I then caught the first two songs from The Unthanks. At first I thought they had misjudged their opening song. A slow dirge-like number with just voice and tap-shoes. But as they added in the string quartet and piano it took on a life of its own. One day live or on record I will give The Unthanks some proper attention.

Instead I was intrigued to see how These New Puritans would fare live presenting their new album ‘Hidden’. As I arrived, the empty stage was strafed with searchlight beams. At the side of the stage two bassoon players looked on nervously. Ominous rumbles turned into ‘We Want War’ and three of the band (no keyboard player Sophie? Unless she was one of the bassoon players?) appeared to play drums, keyboards/samplers and guitar/vocals.

For just five performers they made a hell of a racket – I think the drums and roto toms were double if not treble-micced. The combination of all the elements played loud together with the lighting effects was thrillingly dramatic. A nice touch mid-set was when singer Jack Barnett took off his jacket to reveal a chain mail vest. Like on ‘Hidden’ it does feel as though they are spinning out the same trick – but you can’t fault the band for ambition or for a sense of dark theatre.

By now the mud and late night was definitely catching up with me – and I watched the remaining two Main Stage acts sat down from the top of the hill. Billy Bragg’s solo set included stories about tea-drinking, GCSE results, Ingrid Bergman and a basic guide to politics (“whatever The Daily Mail says, do or think the opposite”) mixed with ‘Greetings to the New Brunette’, ‘The Milkman of Human Kindness’, ‘Sexuality’ and a new song about bankers moving to Dubai (“he says he’s an ex-pat but we all know he’s an economic migrant”). He finished with “let’s have a singalong” ‘A New England’ and then to the tune of ‘One Love’ a chant to politicians urging them to drop international debt. Elder statesman in so many senses.

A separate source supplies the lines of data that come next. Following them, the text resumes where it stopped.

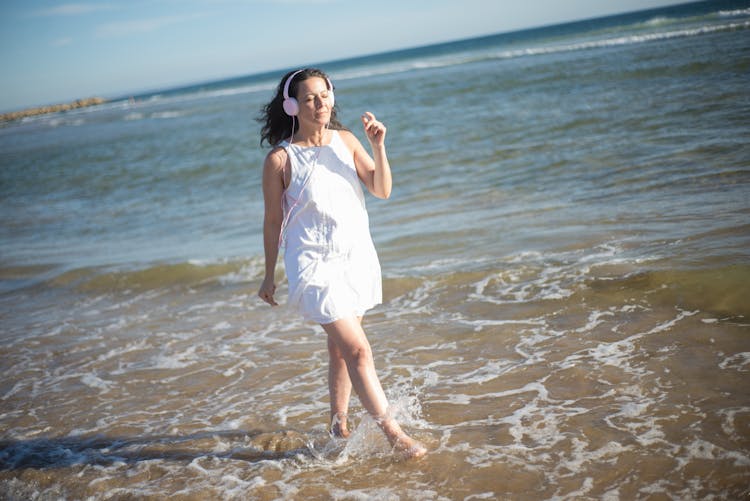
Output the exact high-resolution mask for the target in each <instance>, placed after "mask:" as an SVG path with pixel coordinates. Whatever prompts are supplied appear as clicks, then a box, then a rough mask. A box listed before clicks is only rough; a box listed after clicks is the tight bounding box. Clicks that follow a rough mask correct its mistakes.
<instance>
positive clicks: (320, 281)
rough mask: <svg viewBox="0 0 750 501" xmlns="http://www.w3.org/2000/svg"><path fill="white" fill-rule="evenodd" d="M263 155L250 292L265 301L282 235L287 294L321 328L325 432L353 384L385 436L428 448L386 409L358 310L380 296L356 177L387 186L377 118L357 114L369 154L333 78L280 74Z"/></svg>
mask: <svg viewBox="0 0 750 501" xmlns="http://www.w3.org/2000/svg"><path fill="white" fill-rule="evenodd" d="M260 120H261V121H262V122H263V124H264V126H263V129H262V132H261V145H262V144H263V142H268V143H269V145H270V146H272V147H273V149H272V150H271V151H270V152H269V153H268V155H267V156H266V159H265V162H264V165H263V197H264V200H265V217H264V220H263V244H264V250H265V258H266V272H265V278H264V280H263V284H262V285H261V287H260V291H259V293H258V295H259V296H260V297H261V299H263V300H264V301H266V302H267V303H269V304H270V305H272V306H275V305H276V304H277V303H276V301H275V299H274V293H275V291H276V285H275V283H274V271H275V268H276V261H277V257H278V251H279V248H280V246H281V243H282V240H283V241H284V242H285V244H286V247H285V252H284V264H285V268H286V274H287V279H288V282H289V303H290V305H291V306H293V307H295V308H296V309H298V310H299V311H300V312H301V313H302V315H303V316H304V317H305V318H306V319H308V320H312V321H315V322H317V323H319V324H320V325H321V326H322V327H323V329H324V330H325V332H326V333H327V335H328V354H329V368H328V387H329V393H330V400H331V432H332V433H333V434H334V435H336V436H339V437H347V436H348V435H349V430H348V427H347V410H348V407H349V397H350V395H351V391H352V387H353V388H354V391H356V392H357V395H358V396H359V399H360V401H361V402H362V405H363V406H364V408H365V409H366V410H367V412H369V413H370V415H372V416H373V418H374V419H375V421H376V422H377V423H378V425H379V426H380V428H381V429H382V430H383V432H384V433H385V435H386V437H387V438H388V441H389V442H390V444H391V445H392V446H393V447H394V449H395V450H397V451H398V452H400V453H402V454H405V455H406V456H408V457H421V456H423V455H424V454H425V453H426V452H427V451H426V449H425V448H424V447H423V446H422V445H421V444H419V443H418V442H416V441H415V440H414V439H412V438H411V437H409V436H408V435H406V434H405V433H404V432H403V430H402V429H401V427H400V426H399V424H398V423H397V422H396V421H395V420H394V419H393V418H392V417H391V416H389V415H388V412H387V411H388V401H387V399H386V397H385V393H384V392H383V389H382V387H381V385H380V381H379V380H378V377H377V374H376V373H375V365H374V362H373V358H372V351H371V349H370V344H369V342H368V341H367V337H366V336H365V332H364V330H363V329H362V317H363V315H364V313H365V311H366V310H368V309H369V308H372V307H373V306H375V305H376V304H379V303H380V302H381V300H382V297H381V294H382V287H381V277H380V264H379V262H378V257H377V254H376V252H375V248H374V246H373V243H372V238H371V237H370V230H369V222H368V217H367V210H366V208H365V201H364V194H363V192H362V187H361V185H360V182H361V183H363V184H364V185H365V186H366V187H367V189H368V191H369V192H370V193H372V194H373V195H375V196H376V197H379V198H388V197H389V196H390V194H391V169H390V165H389V164H388V157H387V156H386V150H385V134H386V128H385V126H384V125H383V124H382V123H380V122H379V121H377V120H376V119H375V116H374V115H373V114H372V113H369V112H367V113H365V114H364V115H363V116H362V124H363V126H364V132H365V134H366V135H367V139H368V141H369V143H370V147H371V149H372V157H371V156H370V155H369V154H368V153H367V151H366V150H365V149H364V148H363V147H362V144H361V143H360V142H359V141H358V140H357V138H356V137H355V136H354V134H352V133H351V132H349V131H347V130H345V129H344V127H343V126H342V125H341V124H340V123H339V121H338V120H337V119H336V111H335V109H334V97H333V86H332V85H331V82H330V80H329V79H328V77H327V76H326V75H325V74H324V73H323V72H322V71H320V70H317V69H305V70H299V71H295V72H290V73H288V74H287V75H285V76H284V78H283V79H282V81H281V82H280V83H279V86H278V88H277V90H276V95H275V96H274V98H273V100H271V102H270V103H268V104H267V105H266V106H265V107H264V109H263V114H262V116H261V118H260Z"/></svg>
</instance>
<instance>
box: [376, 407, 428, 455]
mask: <svg viewBox="0 0 750 501" xmlns="http://www.w3.org/2000/svg"><path fill="white" fill-rule="evenodd" d="M375 421H376V422H377V423H378V425H379V426H380V428H381V429H382V430H383V433H385V436H386V437H387V438H388V442H389V443H390V444H391V447H393V450H394V451H395V452H397V453H399V454H401V455H403V456H404V457H405V458H406V459H419V458H421V457H423V456H424V455H425V454H427V449H426V448H425V446H424V445H422V444H420V443H419V442H417V441H416V440H414V439H413V438H411V437H410V436H409V435H407V434H406V433H404V430H402V429H401V426H400V425H399V424H398V423H397V422H396V421H395V420H393V419H391V418H387V417H386V418H379V419H375Z"/></svg>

Saturday headliners The Flaming Lips were never likely to be shrinking violets. I’m not a fan but was intrigued to see the latest stage show. And if you wanted razzle-dazzle it didn’t not disappoint: giant animated visuals, confetti cannons, oversized beach balls, Wayne Coyne surfing the crowd in a giant hamster ball and then singing sitting on the shoulders of a bear. At one point Wayne wore giant hands (lobster claws?) that then starting emitting green laser beams. However I couldn’t help think it was disguising a deficit in the music which was mostly noodling and directionless. Also Wayne’s continual urging to the crowd in the lull between songs (“come on, come on, come on, come on Green Man”) became a bit tiresome. We left during the encores to avoid the crush.

Trudging through the mud in the campsite the music and crowds were far in the distance. But in the still night air there was still confetti falling peacefully around us like snowflakes. Confetti and mud: a fitting combination for another special day.